For anyone that’s been a part of a small group, we can all relate to the anxious feelings of the first few nights. Right from the start of the very first group meeting, we begin assessing the environment of our small group as we gauge whether or not it’s a safe environment to be vulnerable within. And within the traditional forming, storming, norming, and transforming stages of group formation, it may take a few meetings for the group to navigate through the “forming” stage of group formation process. If this is the case, it’s possible that group members may keep their hearts under lock and key until after the “storming” stage passes. Yet this does not always need to be the case. As a follow up to our previous article, let us explore a few ways on how the small group leader can play a key role in speeding up the group’s ability to be comfortable with one another and to be more open to the stages of inner healing.
Self-Care and Personal Development
For the small group leaders who work full-time jobs, who are raising families, who enjoy various hobbies, and who also decide to serve elsewhere within the church, life can suddenly become very busy. Indeed, the more we fill our calendars, the more likely we may find ourselves sacrificing our personal time with Jesus for the next event or activity on the never-ending list of things to do. It is here where Dr. Terry Wardle in his book Healing Care, Healing Prayer draws our attention, reminding us caregivers to not only ensure that we remain tethered to the word of God, but to also stay connected to other Christians who are committed to the ministry of the Holy Spirit (I would add that in this context, this would be a group of Christians outside of the small group that the individual leads). While these two activities may be shrugged off as collateral damage under the busyness of the daily grind, they are actually critical for the small group leader. After all, if we do not spend time in the Scriptures, the world will distract us from keeping the Lord’s teachings and commandments at the forefront of our minds.

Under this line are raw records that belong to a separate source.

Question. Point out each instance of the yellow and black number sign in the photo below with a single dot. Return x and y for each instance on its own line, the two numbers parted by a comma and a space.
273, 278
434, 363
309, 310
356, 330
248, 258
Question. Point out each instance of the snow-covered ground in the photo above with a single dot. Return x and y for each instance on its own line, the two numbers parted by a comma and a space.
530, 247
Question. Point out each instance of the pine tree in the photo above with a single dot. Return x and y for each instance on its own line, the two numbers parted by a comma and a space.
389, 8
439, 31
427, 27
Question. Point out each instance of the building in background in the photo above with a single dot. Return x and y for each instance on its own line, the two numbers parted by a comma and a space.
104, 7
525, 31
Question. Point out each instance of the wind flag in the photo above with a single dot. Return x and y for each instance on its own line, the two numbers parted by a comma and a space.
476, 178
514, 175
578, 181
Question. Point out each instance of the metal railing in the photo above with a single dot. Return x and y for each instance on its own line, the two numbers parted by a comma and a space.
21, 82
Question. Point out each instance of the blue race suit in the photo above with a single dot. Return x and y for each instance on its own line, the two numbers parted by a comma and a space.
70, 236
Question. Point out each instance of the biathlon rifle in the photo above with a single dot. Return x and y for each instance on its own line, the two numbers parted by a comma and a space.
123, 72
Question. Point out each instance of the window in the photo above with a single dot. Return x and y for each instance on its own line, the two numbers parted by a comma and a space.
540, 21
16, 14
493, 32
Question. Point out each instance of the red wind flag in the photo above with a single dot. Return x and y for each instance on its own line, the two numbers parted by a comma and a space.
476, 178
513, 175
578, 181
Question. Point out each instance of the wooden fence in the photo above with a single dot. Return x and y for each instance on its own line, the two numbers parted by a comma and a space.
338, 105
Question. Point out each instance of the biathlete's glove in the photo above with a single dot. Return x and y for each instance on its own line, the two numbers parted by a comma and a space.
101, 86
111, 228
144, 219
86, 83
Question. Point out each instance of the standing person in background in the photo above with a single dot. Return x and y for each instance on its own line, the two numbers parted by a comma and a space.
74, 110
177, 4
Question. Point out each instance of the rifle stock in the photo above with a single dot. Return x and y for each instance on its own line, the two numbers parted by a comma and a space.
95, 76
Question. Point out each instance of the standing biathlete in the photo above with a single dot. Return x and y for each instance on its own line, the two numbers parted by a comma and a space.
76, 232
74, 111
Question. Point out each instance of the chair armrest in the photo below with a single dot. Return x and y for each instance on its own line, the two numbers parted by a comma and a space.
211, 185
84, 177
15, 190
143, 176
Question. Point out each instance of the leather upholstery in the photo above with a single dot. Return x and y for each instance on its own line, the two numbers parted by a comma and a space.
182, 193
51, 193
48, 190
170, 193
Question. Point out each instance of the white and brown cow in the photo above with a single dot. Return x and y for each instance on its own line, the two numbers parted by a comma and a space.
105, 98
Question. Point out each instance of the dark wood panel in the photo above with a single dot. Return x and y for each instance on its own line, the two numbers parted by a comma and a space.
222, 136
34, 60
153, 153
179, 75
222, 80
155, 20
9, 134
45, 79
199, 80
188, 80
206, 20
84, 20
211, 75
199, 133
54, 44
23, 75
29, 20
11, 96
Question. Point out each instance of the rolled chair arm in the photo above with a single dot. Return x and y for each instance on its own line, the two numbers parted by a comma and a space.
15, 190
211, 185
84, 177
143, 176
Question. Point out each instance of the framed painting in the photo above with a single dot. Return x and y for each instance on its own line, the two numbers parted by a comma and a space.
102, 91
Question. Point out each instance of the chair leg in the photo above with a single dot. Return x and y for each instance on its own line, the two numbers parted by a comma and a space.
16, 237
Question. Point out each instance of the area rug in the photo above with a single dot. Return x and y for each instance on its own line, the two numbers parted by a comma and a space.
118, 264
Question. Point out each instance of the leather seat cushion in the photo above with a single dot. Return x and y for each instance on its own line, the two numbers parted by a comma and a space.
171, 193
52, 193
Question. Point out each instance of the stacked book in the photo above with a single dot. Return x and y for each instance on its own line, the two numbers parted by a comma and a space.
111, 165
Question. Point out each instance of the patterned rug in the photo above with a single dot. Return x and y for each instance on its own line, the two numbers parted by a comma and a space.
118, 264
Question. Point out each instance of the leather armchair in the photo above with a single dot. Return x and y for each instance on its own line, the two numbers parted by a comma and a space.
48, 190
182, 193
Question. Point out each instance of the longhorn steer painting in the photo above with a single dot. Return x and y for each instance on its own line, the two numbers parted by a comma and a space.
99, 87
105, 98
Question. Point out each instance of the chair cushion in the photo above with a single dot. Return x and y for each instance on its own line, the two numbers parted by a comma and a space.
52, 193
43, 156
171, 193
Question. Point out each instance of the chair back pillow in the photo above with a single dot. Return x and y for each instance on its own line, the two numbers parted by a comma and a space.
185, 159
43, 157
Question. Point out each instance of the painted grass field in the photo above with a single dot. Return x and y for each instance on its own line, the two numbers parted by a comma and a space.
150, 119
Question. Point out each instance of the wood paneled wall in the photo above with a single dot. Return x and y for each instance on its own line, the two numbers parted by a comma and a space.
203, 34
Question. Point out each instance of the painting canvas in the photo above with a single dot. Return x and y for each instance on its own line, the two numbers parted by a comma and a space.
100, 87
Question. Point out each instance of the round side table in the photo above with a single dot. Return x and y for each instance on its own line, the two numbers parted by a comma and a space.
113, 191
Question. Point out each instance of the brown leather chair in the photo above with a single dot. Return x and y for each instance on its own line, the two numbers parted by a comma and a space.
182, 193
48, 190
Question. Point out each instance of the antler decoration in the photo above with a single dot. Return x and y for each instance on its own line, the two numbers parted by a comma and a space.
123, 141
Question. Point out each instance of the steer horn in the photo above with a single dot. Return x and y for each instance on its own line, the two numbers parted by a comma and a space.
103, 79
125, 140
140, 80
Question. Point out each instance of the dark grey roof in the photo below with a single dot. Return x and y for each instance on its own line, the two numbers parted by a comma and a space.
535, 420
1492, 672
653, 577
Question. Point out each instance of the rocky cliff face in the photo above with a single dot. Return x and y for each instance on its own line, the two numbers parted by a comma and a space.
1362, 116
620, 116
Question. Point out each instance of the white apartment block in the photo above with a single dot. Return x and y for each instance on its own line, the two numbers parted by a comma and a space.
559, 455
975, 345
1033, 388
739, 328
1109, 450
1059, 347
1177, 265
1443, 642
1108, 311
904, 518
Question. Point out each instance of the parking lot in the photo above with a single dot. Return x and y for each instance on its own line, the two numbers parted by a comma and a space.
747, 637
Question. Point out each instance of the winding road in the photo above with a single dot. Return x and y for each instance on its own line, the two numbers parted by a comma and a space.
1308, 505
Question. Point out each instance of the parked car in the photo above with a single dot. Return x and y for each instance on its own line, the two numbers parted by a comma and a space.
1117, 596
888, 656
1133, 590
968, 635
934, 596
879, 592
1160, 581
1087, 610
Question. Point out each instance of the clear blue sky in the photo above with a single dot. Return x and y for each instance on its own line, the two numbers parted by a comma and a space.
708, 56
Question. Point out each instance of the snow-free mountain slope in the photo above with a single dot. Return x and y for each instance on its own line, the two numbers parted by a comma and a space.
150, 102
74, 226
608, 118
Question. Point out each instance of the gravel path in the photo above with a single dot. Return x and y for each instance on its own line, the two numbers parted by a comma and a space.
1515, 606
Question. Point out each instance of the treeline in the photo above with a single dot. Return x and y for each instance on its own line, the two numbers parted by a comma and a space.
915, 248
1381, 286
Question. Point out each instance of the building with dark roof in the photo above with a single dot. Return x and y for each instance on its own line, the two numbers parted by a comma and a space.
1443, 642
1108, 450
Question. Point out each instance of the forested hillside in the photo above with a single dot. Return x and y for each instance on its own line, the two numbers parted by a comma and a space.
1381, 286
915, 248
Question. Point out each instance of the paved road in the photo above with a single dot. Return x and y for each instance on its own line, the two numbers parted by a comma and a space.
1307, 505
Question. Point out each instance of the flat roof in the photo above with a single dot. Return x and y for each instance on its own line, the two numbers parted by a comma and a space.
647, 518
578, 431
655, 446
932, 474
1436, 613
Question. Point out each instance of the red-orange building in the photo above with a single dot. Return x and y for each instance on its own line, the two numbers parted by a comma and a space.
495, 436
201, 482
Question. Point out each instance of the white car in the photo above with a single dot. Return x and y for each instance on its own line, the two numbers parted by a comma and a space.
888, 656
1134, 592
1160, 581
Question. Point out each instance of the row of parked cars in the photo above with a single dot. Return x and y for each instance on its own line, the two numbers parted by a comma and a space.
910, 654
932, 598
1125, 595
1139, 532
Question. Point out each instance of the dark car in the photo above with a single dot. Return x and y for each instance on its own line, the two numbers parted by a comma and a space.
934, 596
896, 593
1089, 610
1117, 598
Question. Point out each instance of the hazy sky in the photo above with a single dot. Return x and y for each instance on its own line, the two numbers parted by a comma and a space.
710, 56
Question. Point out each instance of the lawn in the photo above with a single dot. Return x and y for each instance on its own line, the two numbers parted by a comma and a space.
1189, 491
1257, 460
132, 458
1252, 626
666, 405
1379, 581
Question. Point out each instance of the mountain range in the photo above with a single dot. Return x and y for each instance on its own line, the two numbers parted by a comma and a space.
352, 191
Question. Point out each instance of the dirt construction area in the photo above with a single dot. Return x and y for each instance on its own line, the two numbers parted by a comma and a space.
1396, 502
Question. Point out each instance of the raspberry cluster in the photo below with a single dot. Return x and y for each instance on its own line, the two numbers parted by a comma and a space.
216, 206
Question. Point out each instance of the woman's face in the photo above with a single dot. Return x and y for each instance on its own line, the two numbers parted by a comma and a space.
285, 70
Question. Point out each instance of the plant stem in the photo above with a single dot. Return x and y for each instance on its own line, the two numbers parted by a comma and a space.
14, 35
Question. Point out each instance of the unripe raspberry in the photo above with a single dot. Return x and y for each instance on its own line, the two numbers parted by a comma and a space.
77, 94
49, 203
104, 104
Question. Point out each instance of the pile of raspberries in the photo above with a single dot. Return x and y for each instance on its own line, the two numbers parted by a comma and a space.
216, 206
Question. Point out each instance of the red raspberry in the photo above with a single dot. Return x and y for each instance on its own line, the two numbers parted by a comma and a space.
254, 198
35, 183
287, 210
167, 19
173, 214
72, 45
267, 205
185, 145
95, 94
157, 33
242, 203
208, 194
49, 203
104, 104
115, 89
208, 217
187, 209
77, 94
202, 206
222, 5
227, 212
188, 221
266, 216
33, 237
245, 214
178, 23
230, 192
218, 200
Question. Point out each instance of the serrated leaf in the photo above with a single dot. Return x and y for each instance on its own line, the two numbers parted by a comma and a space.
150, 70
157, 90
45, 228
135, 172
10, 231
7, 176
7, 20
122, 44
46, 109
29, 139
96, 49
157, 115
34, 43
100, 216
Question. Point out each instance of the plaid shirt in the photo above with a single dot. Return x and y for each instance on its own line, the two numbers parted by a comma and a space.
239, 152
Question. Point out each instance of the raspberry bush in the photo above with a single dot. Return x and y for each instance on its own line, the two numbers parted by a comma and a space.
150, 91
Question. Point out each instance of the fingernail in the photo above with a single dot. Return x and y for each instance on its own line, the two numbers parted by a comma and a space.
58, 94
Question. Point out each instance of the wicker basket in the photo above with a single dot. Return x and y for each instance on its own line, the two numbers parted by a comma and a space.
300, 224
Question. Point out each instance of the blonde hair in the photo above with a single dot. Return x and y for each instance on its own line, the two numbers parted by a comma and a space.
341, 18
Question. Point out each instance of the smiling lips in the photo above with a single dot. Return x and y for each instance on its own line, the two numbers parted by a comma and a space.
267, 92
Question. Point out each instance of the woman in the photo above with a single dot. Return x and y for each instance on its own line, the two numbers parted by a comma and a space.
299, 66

And if we do not engage in community with the body of Christ, we may find ourselves experiencing burnout as we neglect the relationships that can pour life back into us and sharpen our hearts (Proverbs 27:17).
The Wounded Healer
In her book Leaders Who Last, Margaret Marcuson says “we cannot lead others further than we are willing to go ourselves. If we want people to go deeper in the spiritual life, if we want them to grow up emotionally, if we want them to be more authentic, we have to show the way. Leadership starts with us.” Author and leadership expert John Maxwell defines this principle as the “Law of the Lid,” where an organization’s reach and influence can’t go beyond where the leader wants to go (or more likely, where the leader decides to stop). This concept can be applied to small groups as well, where individuals may find it difficult to be led to a place of inner healing if the leader has not first been there themselves. Just as we see in 2 Corinthians 12:10, Wardle refers to this as the role of the “wounded healer.” He elaborates, “Only in weakness can the strength of Christ flow through a caregiver to the people who turn to him for help. The wounded caregiver must be touched by the Wounded [Christ] to offer healing to the wounded.” Wardle’s words here are encouraging, for it is when a small group leader experiences inner healing first that they can then be a powerful conduit for the comfort of God that then flows to the others who are placed in their care. By offering one’s testimony of their own journey of inner healing, the small group leader can effectively establish themselves as a “wounded healer.” By sharing their heart, the degree of the leader’s own display of vulnerability can help encourage the other group members to be vulnerable and courageous as well within future gatherings.
Discernment in Sharing
But how much of our story do we leaders offer? If we air out too much of our dirty laundry, does that cause us to lose credibility? Since every situation is different, it is here where the utilization of a mentorship program at the church can help. One popular method of organizing a mentorship program within the church’s small group ministry is referred to as the Jethro model (Exodus 18), where a coach (who isn’t a small group leader) is assigned to serve and be a guide for a collection of small group leaders. If unsure as to if a certain testimony or story is safe to share, running it upline to one’s coach or church staff member can help provide the clarity or guidance that is needed on the matter. If it is an experience that highlights victory in Christ, than it will likely be a positive story to share. Indeed, it is through a celebration of finding new life in Christ where we can establish close connections with one another and support each other through the seasons of life where community and Jesus can impact us the most.